This vignette demonstrates how to use the raml
package to solve a simple scheduling problem: twelve representatives attend a conference, and each representative needs to meet every other representative one on one. How can we most efficiently schedule this conference?
To begin, we define the model object:
library(raml)
## Loading required package: ROI
## ROI.plugin.glpk: R Optimization Infrastructure
## Registered solver plugins: nlminb, glpk.
## Default solver: auto.
m <- Model()
m$sense <- "min"
Now, we define our decision variables: should representative i
meet with representative j
during time period k
?
m$var(x[1:12, 1:12, 1:20], "Binary")
We know that if i
is meeting with j
, then j
must also be meeting with i
:
for (k in 1:20) {
for (i in 1:12) {
for (j in 1:i) {
m$constraint(x[i, j, k] == x[j, i, k])
}
}
}
Furthermore, each representative can only meet with one other representative during a given time frame:
for (k in 1:20) {
for (i in 1:12) {
m$constraint(rsum(x[i,j_i,k], j_i = 1:12) <= 1)
}
}
Now, we require every representative meet with every other representative:
for (i in 1:12) {
for (j in 1:12) {
if (i != j) {
m$constraint(rsum(x[i,j,k_i], k_i = 1:20) >= 1)
}
}
}
We define our objective function to minimize the amount of time everyone has to spend at the conference:
gamma <- 1.1
m$objective(rsum(gamma^k_i * x[i_i, j_i, k_i], i_i = 1:12, j_i = 1:12, k_i = 1:20))

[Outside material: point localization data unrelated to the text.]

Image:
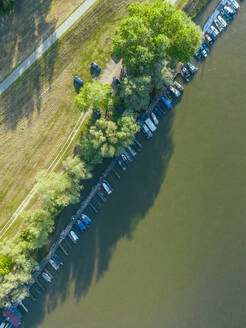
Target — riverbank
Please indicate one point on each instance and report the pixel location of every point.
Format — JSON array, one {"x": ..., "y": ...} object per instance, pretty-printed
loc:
[{"x": 180, "y": 238}]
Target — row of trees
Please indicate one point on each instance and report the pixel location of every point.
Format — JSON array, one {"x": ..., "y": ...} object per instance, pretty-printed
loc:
[
  {"x": 55, "y": 191},
  {"x": 150, "y": 41}
]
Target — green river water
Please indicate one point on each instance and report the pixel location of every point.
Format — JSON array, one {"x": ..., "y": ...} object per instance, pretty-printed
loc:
[{"x": 168, "y": 250}]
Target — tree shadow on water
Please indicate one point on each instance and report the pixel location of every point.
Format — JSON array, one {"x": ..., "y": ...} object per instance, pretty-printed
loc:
[{"x": 133, "y": 197}]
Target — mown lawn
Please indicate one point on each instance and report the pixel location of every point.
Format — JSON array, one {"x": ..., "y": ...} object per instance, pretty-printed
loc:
[
  {"x": 28, "y": 24},
  {"x": 37, "y": 113}
]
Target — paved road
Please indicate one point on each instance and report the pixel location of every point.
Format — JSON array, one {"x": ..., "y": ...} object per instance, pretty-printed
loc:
[{"x": 45, "y": 45}]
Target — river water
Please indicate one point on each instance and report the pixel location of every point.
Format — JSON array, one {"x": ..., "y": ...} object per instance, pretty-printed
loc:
[{"x": 169, "y": 248}]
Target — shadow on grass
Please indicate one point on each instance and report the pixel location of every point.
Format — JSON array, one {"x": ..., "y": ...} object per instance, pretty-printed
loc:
[
  {"x": 21, "y": 30},
  {"x": 24, "y": 96},
  {"x": 132, "y": 198}
]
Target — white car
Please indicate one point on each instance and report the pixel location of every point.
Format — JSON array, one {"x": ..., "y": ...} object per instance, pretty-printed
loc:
[
  {"x": 223, "y": 22},
  {"x": 150, "y": 124},
  {"x": 73, "y": 236},
  {"x": 214, "y": 30},
  {"x": 229, "y": 10},
  {"x": 146, "y": 131},
  {"x": 218, "y": 25},
  {"x": 106, "y": 188},
  {"x": 154, "y": 118},
  {"x": 234, "y": 4}
]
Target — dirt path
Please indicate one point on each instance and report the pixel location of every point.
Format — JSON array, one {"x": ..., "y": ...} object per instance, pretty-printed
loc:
[{"x": 37, "y": 53}]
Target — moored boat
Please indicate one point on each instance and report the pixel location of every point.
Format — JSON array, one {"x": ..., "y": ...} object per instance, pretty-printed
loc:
[{"x": 46, "y": 277}]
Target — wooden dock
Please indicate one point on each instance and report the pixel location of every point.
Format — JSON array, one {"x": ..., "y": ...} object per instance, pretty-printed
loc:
[{"x": 84, "y": 204}]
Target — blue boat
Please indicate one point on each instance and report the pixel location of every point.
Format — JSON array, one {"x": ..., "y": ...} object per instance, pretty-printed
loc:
[
  {"x": 158, "y": 112},
  {"x": 81, "y": 226},
  {"x": 166, "y": 102},
  {"x": 85, "y": 219},
  {"x": 205, "y": 46},
  {"x": 57, "y": 259}
]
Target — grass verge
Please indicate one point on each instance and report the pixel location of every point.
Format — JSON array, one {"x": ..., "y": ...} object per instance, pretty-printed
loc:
[{"x": 38, "y": 113}]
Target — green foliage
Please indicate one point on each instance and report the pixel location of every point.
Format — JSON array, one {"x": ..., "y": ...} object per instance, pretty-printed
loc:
[
  {"x": 136, "y": 44},
  {"x": 5, "y": 264},
  {"x": 161, "y": 74},
  {"x": 56, "y": 190},
  {"x": 135, "y": 93},
  {"x": 153, "y": 31},
  {"x": 95, "y": 95},
  {"x": 39, "y": 224},
  {"x": 106, "y": 139},
  {"x": 13, "y": 283},
  {"x": 6, "y": 4}
]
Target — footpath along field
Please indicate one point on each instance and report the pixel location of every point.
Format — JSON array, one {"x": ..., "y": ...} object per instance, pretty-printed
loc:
[
  {"x": 38, "y": 113},
  {"x": 27, "y": 25}
]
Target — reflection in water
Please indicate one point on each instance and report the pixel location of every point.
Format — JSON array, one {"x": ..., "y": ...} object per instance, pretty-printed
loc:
[{"x": 168, "y": 249}]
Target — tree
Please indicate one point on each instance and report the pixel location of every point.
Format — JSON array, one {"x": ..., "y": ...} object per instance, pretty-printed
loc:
[
  {"x": 106, "y": 139},
  {"x": 152, "y": 31},
  {"x": 5, "y": 264},
  {"x": 185, "y": 43},
  {"x": 38, "y": 226},
  {"x": 75, "y": 169},
  {"x": 56, "y": 190},
  {"x": 135, "y": 93},
  {"x": 127, "y": 128},
  {"x": 13, "y": 283},
  {"x": 136, "y": 44},
  {"x": 161, "y": 74},
  {"x": 95, "y": 95}
]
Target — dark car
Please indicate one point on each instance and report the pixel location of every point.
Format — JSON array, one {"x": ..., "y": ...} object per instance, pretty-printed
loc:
[
  {"x": 116, "y": 81},
  {"x": 95, "y": 67}
]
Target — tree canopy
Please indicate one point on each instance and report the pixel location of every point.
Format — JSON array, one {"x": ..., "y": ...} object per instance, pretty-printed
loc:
[
  {"x": 95, "y": 95},
  {"x": 107, "y": 138},
  {"x": 153, "y": 31},
  {"x": 56, "y": 190},
  {"x": 5, "y": 264},
  {"x": 135, "y": 93}
]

Finally, we can solve the model:
m$solve()
## Optimal solution found.
## The objective value is: 244.61140520652
Now, we can visualize the meetings:
df <- data.frame(i = numeric(), j = numeric(), k = numeric())
for (i in 1:12) {
for (j in 1:12) {
for (k in 1:20) {
if (value(x[i,j,k]) > 0) {
df <- rbind(df, data.frame(i = i, j = j, k = k))
}
}
}
}
library(ggplot2)
ggplot(df, aes(i,j, label = k)) +
geom_text() +
scale_x_continuous("Rep i", breaks = 1:12) +
scale_y_continuous("Rep j", breaks = 1:12) +
ggtitle("When should Rep i meet with Rep j?") +
theme_minimal()